Strang (played with exactly the right mix of arrogance and vulnerability by Matthew Pattimore) has blinded six horses in an apparently unprovoked attack and is committed to the care of psychiatrist, Dr Martin Dysart (Malcolm James), a man with problems of his own. Slowly, trust builds between the two men and the story of the night emerges in flashbacks that peel layer after layer from Alan's home life of apparent middle-class respectability. A teenage life absent the usual vices of sex and drugs and rock'n'roll had set Alan on the path to such appalling violence.
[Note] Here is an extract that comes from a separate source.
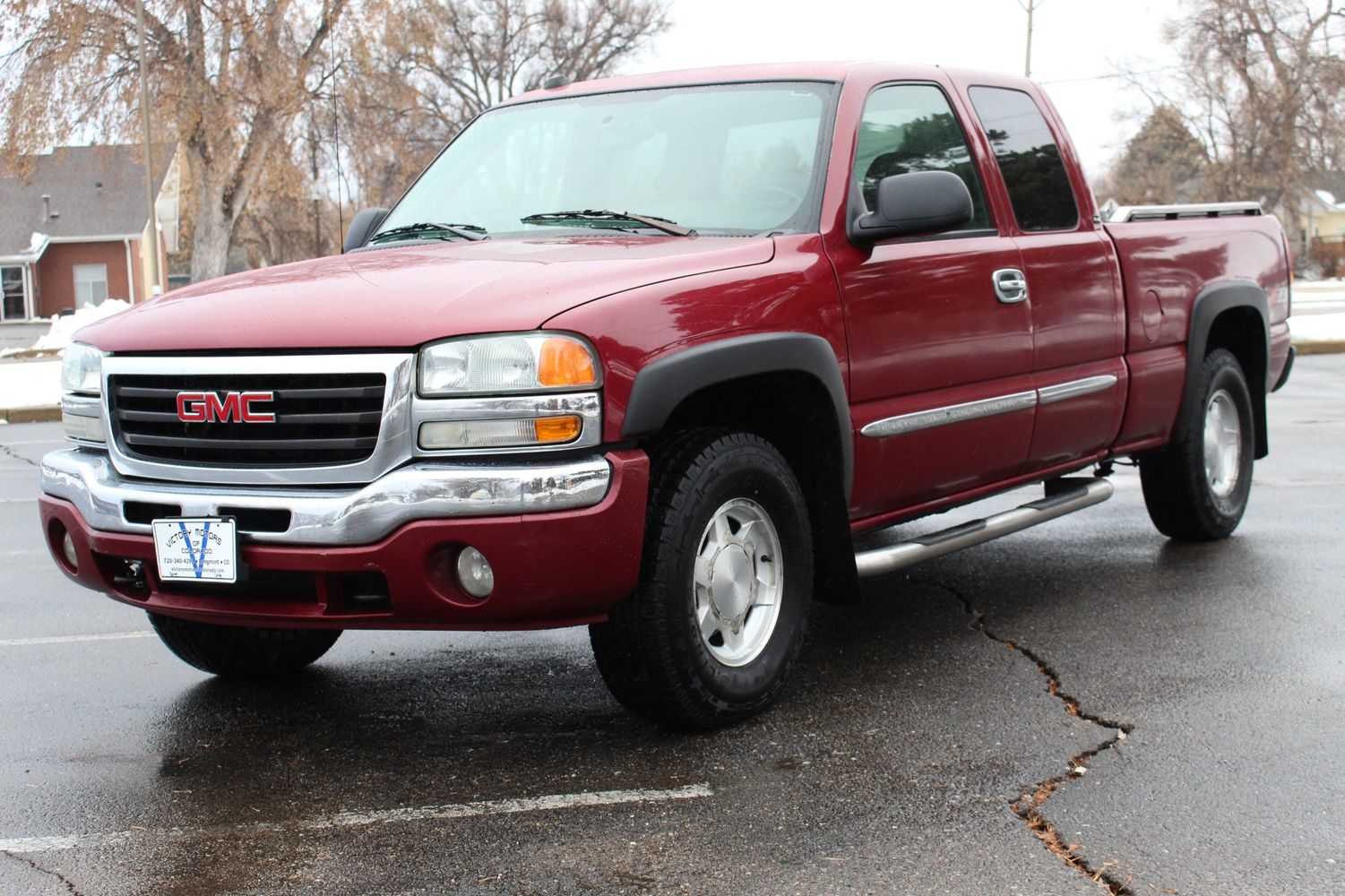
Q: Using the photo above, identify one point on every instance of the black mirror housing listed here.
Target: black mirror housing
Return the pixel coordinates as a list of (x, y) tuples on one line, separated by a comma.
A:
[(362, 227), (915, 203)]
With all the actors on stage at all times, sitting around a set that echoes the Greek temples that provide Dr Dysart with his escape from a life of tedious consulting, tedious sex and tedious teenagers, Michael Cabot's direction traps the two men in a ring that mirrors their psychological prisons. Towering above them, symbols of an animalistic freedom denied the two men, are six horses' heads, gilded and majestic, like those that pulled the chariots in Ben Hur. From time to time, the actors don the heads and become the horses: snorting; farting; rearing - shackled by bit and rein, but with spirits unfettered.

Of course, Strang and Dysart are the same man - fiercely intelligent, non-conformist and addicted to greater unearthly powers - the only differences being the objects of their veneration and their means to deal with its overpowering grip on their lives. Peter Shaffer's play is still relevant today in a world where therapy and counselling are far more commonplace than in 1973, because the Strang / Dysart man is an everyman, whether we like it or not. This production, at times exhausting to watch, carries that message through a drama that never lets up, delivered by a committed and talented cast.